Up to then, during more than seven decades of production, no U.S. coin had carried the motto, or anything resembling it. U.S. coinage had never made reference before that time to a supreme being – but the strong religious sentiments stirred by the Civil War created a climate conducive to the use of such an inscription.
A Baptist minister from Ridleyville, Pa., the Rev. Mark R. Watkinson, is credited with planting the seed for this unprecedented action. In a letter to Salmon P. Chase, President Abraham Lincoln’s Treasury Secretary, dated Nov. 13, 1861, Watkinson urged that provision be made for “the recognition of the Almighty God in some form on our coins.”
The mating of the two-cent piece with the motto “In God We Trust,” starting in 1864, seems to have been a marriage of convenience. Secretary Chase had been pondering the placement of some such wording on one or more of the nation’s coins since early in the war, and the two-cent piece – being new – made this possible without undue disruption.
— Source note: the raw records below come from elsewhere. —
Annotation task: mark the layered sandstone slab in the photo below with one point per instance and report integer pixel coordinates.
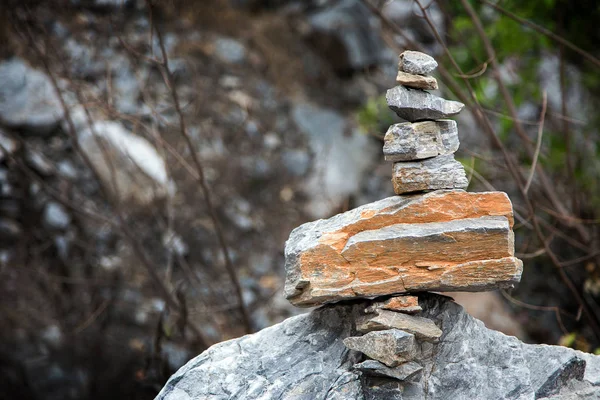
(417, 105)
(442, 172)
(414, 141)
(446, 240)
(416, 81)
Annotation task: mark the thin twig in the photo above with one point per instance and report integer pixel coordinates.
(169, 82)
(544, 32)
(538, 145)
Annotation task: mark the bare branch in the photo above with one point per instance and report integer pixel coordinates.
(538, 145)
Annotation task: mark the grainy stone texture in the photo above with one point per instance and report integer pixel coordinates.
(442, 172)
(415, 62)
(417, 105)
(321, 266)
(391, 347)
(414, 141)
(422, 328)
(416, 81)
(304, 358)
(402, 372)
(133, 171)
(27, 99)
(405, 304)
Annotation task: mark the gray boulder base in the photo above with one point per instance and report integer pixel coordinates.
(304, 357)
(442, 172)
(417, 105)
(415, 62)
(415, 141)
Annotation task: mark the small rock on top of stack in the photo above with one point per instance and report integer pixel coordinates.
(423, 150)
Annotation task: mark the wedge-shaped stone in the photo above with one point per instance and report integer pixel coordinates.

Initially, the Mint’s chief engraver, James Barton Longacre, fashioned two pattern two-cent pieces carrying not only dissimilar designs but also different inscriptions.
One of the patterns featured the words “God and Our Country” and the other had the words “God Our Trust.”
The late numismatist Walter Breen speculated that the final form was influenced by the motto of Chase’s alma mater, Brown University: “In Deo Speramus,” a Latin phrase meaning “In God We Hope.” Whatever the explanation, “In God We Trust” was chosen.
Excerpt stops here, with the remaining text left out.